Hi @Ajay Saini

I need to use it with all the licenses (TAMC).

Question is how do I use it in NGIPS mode?

If I select top Part number: FPR2130-BUN then I only have two options to select for hardware:

-FPR2130-NGFW-K9 and 

-FPR2130-ASA-K9 

(see the attached screenshot).

So no option for NGIPS. 

If on the other hand I select FPR4110-BUN as top part number then there is an option to add  FPR4110-NGIPS-K9 as hardware.

Hence my question here: Is NGIPS mode supported on 2100 series (like the documentation says it is) or is it only available on the 4100 series?

Regards.

Hello,

NGIPS mode is definitely supported, I have a 2140 HA pair configured and working as NGIPS with all the features. Out of 2, you should order FPR2130-NGFW-K9. This will run FTD image vs an ASA image which runs on FPR2130-ASA-K9.

-HTH

AJ

Hi @Ajay Saini

If I select FPR2130-NGFW-K9 as the hardware then under subscription I only have this options:
-L-FPR2130T-T= - Threat Defense Threat Protection License

-L-FPR2130T-TM= - Threat Defense Threat and Malware License

-L-FPR2130T-TC= - Threat Defense Threat and URL License

-L-FPR2130T-TMC= - Threat Defense Threat, Malware and URL License

(See attached screenshot)

So no option for IPS?

Which one of the licenses would cover everything (IPS, Malware, URL filtering)?

Regards.

Thank you very much for clearing that up. It's definitely confusing. 

And what about management? The devices should be managed through a regular Firepower management server right? Are additional licenses required for this (for the management through a Firepower management server)?

Can the same firepower management server manage ASA 5545 with firepower and 2100 firewalls?

Regards.

Hello,

FMC will manage only firepower portion of the ASA, not the complete ASA. Unlike ASDM, FMC will only manage the firepower components. Also, if you have sufficient licenses and memory available, you should be able to manage multiple devices using same FMC. So, you should be able to manage ASA 5545 Firepower and 2130 devices(provided license is sufficient)

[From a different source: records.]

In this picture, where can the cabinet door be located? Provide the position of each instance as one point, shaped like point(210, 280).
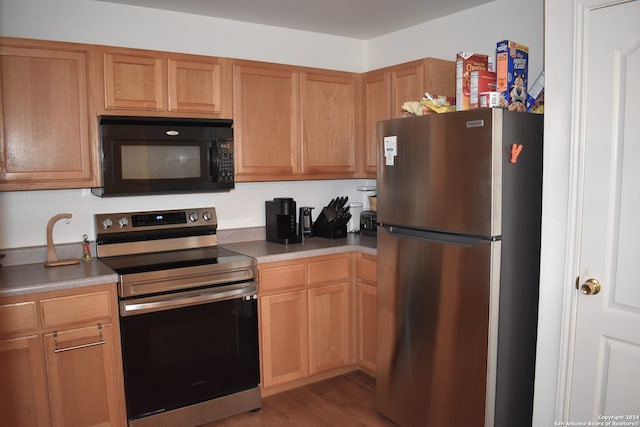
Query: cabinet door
point(134, 82)
point(366, 326)
point(83, 386)
point(196, 86)
point(284, 340)
point(328, 120)
point(377, 104)
point(329, 327)
point(407, 84)
point(45, 130)
point(23, 383)
point(265, 111)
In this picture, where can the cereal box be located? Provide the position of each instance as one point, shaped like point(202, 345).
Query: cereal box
point(465, 64)
point(512, 74)
point(481, 82)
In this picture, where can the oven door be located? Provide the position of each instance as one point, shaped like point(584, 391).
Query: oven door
point(175, 357)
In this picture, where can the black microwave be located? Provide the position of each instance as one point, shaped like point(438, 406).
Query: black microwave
point(149, 155)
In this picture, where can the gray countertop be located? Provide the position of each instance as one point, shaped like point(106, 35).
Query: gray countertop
point(264, 251)
point(31, 278)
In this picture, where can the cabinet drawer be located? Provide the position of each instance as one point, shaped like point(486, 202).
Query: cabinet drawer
point(288, 276)
point(366, 271)
point(17, 318)
point(76, 309)
point(331, 270)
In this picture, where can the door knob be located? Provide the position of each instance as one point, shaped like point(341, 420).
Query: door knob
point(590, 287)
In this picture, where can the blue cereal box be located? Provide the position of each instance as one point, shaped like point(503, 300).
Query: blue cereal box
point(512, 63)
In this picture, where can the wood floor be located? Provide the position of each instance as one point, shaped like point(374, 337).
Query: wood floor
point(346, 400)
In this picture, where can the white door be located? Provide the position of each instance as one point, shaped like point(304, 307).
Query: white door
point(605, 378)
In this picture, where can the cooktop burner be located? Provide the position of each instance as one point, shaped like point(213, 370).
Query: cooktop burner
point(139, 263)
point(167, 251)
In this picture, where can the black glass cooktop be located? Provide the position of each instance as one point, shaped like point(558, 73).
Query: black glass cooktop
point(130, 264)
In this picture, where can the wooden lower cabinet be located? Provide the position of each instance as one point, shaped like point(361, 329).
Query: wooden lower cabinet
point(305, 319)
point(285, 337)
point(66, 369)
point(366, 312)
point(23, 382)
point(329, 327)
point(82, 376)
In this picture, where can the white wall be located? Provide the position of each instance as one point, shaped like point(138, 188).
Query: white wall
point(97, 22)
point(24, 215)
point(474, 30)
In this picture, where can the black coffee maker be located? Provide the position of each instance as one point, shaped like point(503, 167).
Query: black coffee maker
point(281, 221)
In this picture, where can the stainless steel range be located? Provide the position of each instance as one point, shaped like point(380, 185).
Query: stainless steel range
point(188, 317)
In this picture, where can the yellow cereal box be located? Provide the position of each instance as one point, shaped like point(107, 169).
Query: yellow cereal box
point(465, 64)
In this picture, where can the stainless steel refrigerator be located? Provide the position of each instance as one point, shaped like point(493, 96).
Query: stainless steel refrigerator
point(459, 207)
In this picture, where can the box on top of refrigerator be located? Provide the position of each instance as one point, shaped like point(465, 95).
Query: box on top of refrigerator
point(465, 64)
point(481, 82)
point(512, 68)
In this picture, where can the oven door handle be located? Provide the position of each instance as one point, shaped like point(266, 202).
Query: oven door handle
point(247, 290)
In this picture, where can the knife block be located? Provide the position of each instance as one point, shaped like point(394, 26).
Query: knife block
point(322, 227)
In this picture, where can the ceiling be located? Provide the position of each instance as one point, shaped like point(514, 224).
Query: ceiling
point(360, 19)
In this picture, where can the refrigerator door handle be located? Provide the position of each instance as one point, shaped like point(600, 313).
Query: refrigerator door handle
point(454, 239)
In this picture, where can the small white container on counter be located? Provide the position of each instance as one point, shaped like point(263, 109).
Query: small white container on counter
point(355, 209)
point(364, 191)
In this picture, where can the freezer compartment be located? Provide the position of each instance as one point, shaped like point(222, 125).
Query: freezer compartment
point(434, 327)
point(456, 171)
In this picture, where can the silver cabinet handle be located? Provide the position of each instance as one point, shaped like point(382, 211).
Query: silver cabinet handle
point(75, 347)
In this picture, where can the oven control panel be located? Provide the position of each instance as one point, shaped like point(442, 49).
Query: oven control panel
point(155, 220)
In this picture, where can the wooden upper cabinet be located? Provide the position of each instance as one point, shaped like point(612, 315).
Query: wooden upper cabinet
point(196, 86)
point(47, 123)
point(265, 111)
point(377, 106)
point(388, 88)
point(134, 82)
point(143, 82)
point(329, 124)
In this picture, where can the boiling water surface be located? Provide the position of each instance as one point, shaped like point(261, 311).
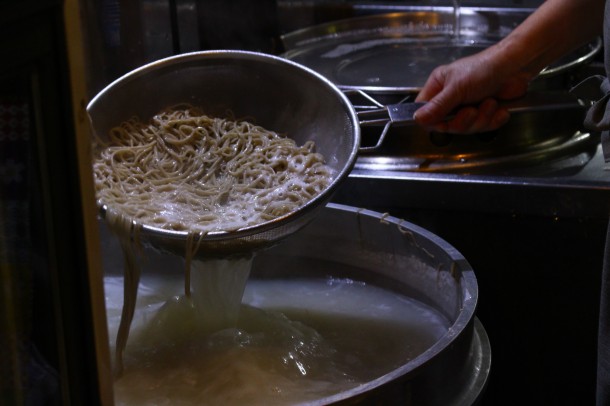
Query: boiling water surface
point(294, 341)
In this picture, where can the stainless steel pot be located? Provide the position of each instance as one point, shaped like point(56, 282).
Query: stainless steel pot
point(384, 251)
point(344, 241)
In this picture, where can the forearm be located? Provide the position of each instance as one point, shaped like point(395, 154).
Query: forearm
point(555, 29)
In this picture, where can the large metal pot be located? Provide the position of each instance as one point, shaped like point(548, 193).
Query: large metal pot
point(383, 251)
point(344, 241)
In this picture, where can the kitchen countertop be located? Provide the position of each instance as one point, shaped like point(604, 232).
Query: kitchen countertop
point(574, 187)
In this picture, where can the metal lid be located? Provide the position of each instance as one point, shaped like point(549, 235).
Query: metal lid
point(396, 52)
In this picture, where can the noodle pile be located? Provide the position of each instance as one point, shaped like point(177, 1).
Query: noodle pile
point(186, 171)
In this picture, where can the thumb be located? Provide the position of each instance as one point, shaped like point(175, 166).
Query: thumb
point(436, 109)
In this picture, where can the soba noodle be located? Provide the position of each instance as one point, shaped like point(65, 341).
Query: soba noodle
point(188, 171)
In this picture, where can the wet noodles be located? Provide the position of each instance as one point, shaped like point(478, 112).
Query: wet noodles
point(188, 171)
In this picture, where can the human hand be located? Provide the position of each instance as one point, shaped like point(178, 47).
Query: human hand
point(468, 90)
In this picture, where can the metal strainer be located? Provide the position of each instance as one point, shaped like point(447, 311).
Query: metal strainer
point(280, 95)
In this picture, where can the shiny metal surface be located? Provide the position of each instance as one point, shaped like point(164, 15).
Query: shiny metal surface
point(278, 94)
point(396, 52)
point(345, 241)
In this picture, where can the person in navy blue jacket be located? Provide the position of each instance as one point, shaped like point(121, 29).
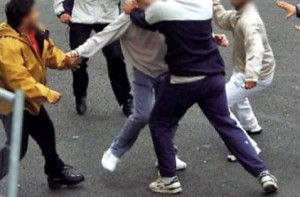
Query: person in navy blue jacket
point(196, 77)
point(83, 17)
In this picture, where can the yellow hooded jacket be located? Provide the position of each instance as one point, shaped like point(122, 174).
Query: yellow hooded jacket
point(22, 68)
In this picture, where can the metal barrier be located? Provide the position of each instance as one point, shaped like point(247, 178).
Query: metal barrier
point(14, 157)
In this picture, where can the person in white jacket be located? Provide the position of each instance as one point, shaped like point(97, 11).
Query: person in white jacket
point(253, 59)
point(83, 17)
point(145, 51)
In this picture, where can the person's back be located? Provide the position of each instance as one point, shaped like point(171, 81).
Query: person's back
point(186, 25)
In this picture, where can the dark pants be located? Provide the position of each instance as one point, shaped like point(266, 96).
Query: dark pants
point(79, 33)
point(41, 129)
point(210, 95)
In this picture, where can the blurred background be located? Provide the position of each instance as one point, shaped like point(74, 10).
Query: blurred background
point(83, 139)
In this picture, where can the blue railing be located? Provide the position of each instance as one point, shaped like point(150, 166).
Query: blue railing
point(17, 100)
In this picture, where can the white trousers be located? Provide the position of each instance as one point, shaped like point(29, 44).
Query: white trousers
point(238, 100)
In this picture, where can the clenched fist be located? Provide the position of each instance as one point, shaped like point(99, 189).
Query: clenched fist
point(65, 18)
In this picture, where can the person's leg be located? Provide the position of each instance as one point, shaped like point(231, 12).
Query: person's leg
point(79, 33)
point(43, 132)
point(143, 103)
point(215, 107)
point(238, 101)
point(117, 73)
point(41, 129)
point(171, 105)
point(4, 152)
point(158, 85)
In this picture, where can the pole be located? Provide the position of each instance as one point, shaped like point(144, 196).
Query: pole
point(14, 156)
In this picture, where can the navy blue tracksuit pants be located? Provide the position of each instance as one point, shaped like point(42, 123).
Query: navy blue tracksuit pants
point(209, 93)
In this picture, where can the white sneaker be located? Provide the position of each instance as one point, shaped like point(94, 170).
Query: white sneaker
point(232, 158)
point(164, 187)
point(255, 130)
point(268, 182)
point(180, 165)
point(109, 161)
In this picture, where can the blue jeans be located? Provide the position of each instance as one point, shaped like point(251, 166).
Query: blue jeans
point(145, 89)
point(210, 95)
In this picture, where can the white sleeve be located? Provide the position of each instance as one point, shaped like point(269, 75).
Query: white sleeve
point(111, 33)
point(153, 13)
point(58, 7)
point(223, 18)
point(254, 52)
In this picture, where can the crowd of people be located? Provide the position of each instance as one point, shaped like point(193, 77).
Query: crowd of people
point(176, 63)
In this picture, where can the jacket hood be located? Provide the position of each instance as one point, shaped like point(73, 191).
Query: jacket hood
point(7, 31)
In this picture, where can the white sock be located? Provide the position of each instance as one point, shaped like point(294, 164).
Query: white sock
point(168, 179)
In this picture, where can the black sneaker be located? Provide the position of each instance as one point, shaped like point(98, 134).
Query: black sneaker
point(68, 177)
point(81, 106)
point(127, 107)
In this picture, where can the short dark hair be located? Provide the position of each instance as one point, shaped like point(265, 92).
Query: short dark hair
point(16, 10)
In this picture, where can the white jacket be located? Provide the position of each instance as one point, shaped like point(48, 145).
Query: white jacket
point(88, 11)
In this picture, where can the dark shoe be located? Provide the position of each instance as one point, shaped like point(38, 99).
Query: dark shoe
point(127, 107)
point(68, 177)
point(81, 106)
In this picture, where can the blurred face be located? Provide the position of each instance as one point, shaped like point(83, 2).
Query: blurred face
point(32, 20)
point(239, 3)
point(144, 4)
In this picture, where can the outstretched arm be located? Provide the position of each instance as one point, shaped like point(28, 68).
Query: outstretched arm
point(223, 18)
point(111, 33)
point(145, 20)
point(254, 52)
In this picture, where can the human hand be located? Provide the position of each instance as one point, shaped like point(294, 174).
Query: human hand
point(72, 54)
point(250, 84)
point(290, 9)
point(57, 97)
point(129, 5)
point(65, 18)
point(72, 62)
point(221, 40)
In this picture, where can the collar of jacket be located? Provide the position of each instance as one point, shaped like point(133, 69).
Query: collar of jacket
point(7, 31)
point(239, 12)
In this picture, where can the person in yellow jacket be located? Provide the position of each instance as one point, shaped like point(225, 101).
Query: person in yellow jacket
point(26, 51)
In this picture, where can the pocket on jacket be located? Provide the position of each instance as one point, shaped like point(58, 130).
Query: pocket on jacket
point(109, 5)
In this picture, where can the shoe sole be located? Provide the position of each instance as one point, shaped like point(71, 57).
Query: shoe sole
point(171, 191)
point(270, 188)
point(255, 132)
point(55, 186)
point(107, 169)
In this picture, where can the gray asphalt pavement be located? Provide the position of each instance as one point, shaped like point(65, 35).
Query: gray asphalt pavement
point(82, 140)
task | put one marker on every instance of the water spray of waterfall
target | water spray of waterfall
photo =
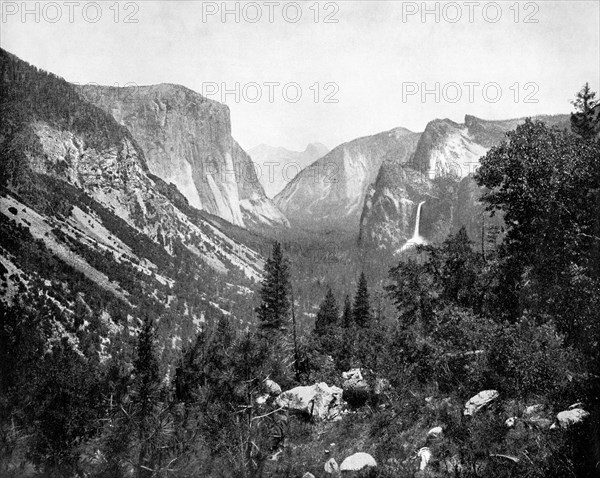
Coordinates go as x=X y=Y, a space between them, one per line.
x=417 y=238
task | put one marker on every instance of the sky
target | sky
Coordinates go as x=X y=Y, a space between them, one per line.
x=293 y=73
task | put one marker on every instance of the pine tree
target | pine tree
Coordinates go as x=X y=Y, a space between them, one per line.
x=347 y=314
x=273 y=313
x=583 y=122
x=361 y=312
x=328 y=314
x=147 y=385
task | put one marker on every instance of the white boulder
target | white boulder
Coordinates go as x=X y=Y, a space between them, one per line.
x=272 y=387
x=357 y=462
x=262 y=399
x=511 y=422
x=479 y=401
x=331 y=467
x=533 y=410
x=352 y=374
x=319 y=400
x=425 y=455
x=569 y=417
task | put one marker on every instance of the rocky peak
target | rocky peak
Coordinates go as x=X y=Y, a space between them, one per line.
x=187 y=141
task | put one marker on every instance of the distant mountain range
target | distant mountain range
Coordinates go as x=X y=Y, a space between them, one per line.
x=444 y=149
x=330 y=193
x=277 y=166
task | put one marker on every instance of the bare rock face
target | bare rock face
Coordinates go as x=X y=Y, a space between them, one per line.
x=319 y=400
x=187 y=141
x=329 y=195
x=277 y=166
x=446 y=147
x=437 y=170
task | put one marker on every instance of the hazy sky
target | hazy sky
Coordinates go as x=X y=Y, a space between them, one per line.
x=369 y=60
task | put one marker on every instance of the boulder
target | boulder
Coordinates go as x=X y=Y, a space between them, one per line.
x=382 y=385
x=331 y=467
x=358 y=462
x=533 y=410
x=262 y=399
x=356 y=389
x=272 y=387
x=354 y=373
x=425 y=455
x=511 y=422
x=318 y=400
x=569 y=417
x=479 y=401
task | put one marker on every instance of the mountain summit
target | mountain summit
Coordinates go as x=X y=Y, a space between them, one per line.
x=330 y=193
x=277 y=166
x=187 y=141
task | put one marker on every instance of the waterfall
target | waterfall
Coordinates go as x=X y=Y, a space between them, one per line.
x=416 y=234
x=416 y=239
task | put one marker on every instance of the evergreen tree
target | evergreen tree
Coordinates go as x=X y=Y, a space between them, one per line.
x=273 y=313
x=361 y=312
x=147 y=383
x=583 y=122
x=328 y=314
x=347 y=314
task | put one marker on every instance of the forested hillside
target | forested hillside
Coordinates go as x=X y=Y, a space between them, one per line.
x=140 y=337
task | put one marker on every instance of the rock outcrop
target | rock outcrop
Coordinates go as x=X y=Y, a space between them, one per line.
x=319 y=400
x=187 y=141
x=357 y=462
x=329 y=195
x=444 y=150
x=277 y=166
x=477 y=402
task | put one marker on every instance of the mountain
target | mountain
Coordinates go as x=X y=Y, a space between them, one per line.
x=330 y=193
x=186 y=139
x=85 y=222
x=439 y=174
x=448 y=147
x=277 y=166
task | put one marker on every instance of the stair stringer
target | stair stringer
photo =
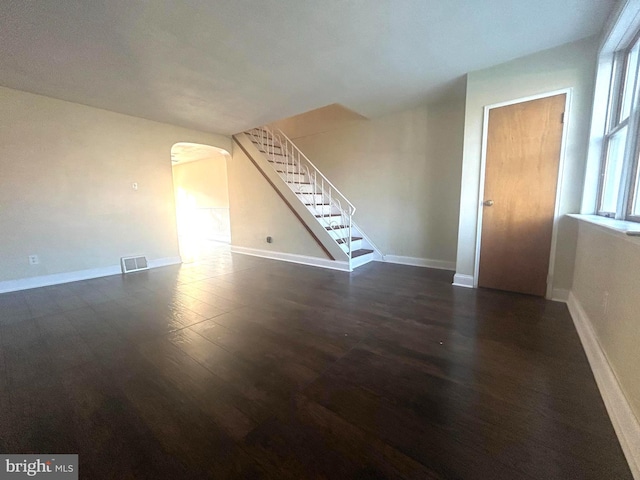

License is required for FMC to be able to manage sensors(devices). For example, Virtual FMC can manage 2,10 or 25 devices based on the license added:

https://www.cisco.com/c/en/us/products/collateral/security/firesight-management-center/datasheet-c78-736775.html?cachemode=refresh

Ofcourse all the licenses are added to the FMC(FMC and device licenses) once it is installed.

-HTH
AJ 

Hi,

Yes, I'm aware that you buy a FMC with a certain ammount of licenses for the number of the devices that it should manage.

What I meant was are some licenses required on the 2100 so that it can me managed by a FMC? Like connect license?

Regards.

No specific license is needed on 2100 or any other device to be managed by FMC.

The only license required is the FMC license wherein we define the number of devices that can be managed.

Regards,

Ajay

Thank you very much!

Actually, if you re-image your ASA with FTD (firewall+ngfw unified image) then you will be able to manage the entire firewall with FMC.

However, mind that FTD does not have all the features the classic ASA image has. They're working on it, but will take a while.